Le curé de Meudon ne se sépara qu’à regret de cette intéressante jeune fille, qu’il se reprochait de laisser seule, mais elle s’était refusée absolument à l’accompagner jusqu’à Meudon. Il se hâta de rentrer au village et d’aller porter au four banal le pain qu’il avait à y faire cuire. Il n’adressa la parole à personne et ne répondit à aucune des questions qu’on se permit de lui adresser indirectement. Il dit seulement : « Ceci est le pain des pauvres ; je le recommande à mes paroissiens. » Il alla dans son presbytère attendre, en lisant quelque auteur grec, que le pain de l’inconnue fût cuit. Deux heures n’étaient pas écoulées, qu’il revint au four banal chercher le pain chaud et doré, qu’il remit sous le linge dans la corbeille, et qu’il emporta, en hâtant le pas, à l’endroit où il devait le remettre entre les mains de la jeune fille.
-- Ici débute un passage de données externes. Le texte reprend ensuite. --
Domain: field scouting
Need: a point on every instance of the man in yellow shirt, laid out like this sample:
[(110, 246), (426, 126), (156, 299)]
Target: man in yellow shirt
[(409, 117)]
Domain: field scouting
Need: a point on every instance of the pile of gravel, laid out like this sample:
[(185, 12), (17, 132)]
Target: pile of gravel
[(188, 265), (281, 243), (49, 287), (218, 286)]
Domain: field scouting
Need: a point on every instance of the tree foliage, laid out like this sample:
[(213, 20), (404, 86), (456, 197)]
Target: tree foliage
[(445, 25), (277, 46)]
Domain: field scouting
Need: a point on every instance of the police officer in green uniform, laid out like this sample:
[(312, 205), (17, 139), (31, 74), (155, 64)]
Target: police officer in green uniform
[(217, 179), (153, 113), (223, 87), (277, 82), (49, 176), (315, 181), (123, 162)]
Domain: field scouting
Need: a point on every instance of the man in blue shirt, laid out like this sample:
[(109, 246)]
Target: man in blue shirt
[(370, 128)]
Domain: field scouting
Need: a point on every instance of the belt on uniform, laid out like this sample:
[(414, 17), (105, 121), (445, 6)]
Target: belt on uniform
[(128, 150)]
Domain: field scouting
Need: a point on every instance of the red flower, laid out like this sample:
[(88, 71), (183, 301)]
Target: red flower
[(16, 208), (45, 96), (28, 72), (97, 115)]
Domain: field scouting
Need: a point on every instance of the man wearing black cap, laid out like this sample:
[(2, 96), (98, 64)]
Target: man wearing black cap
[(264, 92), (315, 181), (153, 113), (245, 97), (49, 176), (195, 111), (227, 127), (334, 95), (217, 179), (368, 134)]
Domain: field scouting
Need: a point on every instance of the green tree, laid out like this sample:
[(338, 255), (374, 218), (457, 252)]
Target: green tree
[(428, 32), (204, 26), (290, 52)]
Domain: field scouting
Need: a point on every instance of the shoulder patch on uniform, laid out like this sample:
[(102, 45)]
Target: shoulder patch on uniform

Celle-ci ne se trouvait pas encore au lieu du rendez-vous. Devait-elle y venir ? Combien de temps faudrait-il l’attendre ? Il faisait nuit noire, et Rabelais se prenait à désirer que cette jeune fille ne vînt pas, car une fille de douze ans avait à craindre dans le voisinage des bois les malfaiteurs non moins que les loups, et à cette époque de civilisation imparfaite, où les haines de religion devenaient plus ardentes que jamais, une juive était cent fois plus exposée qu’une chrétienne à des sévices et à des outrages de la part de tant de gens qui ne respectaient ni l’honneur ni la vie de leur prochain.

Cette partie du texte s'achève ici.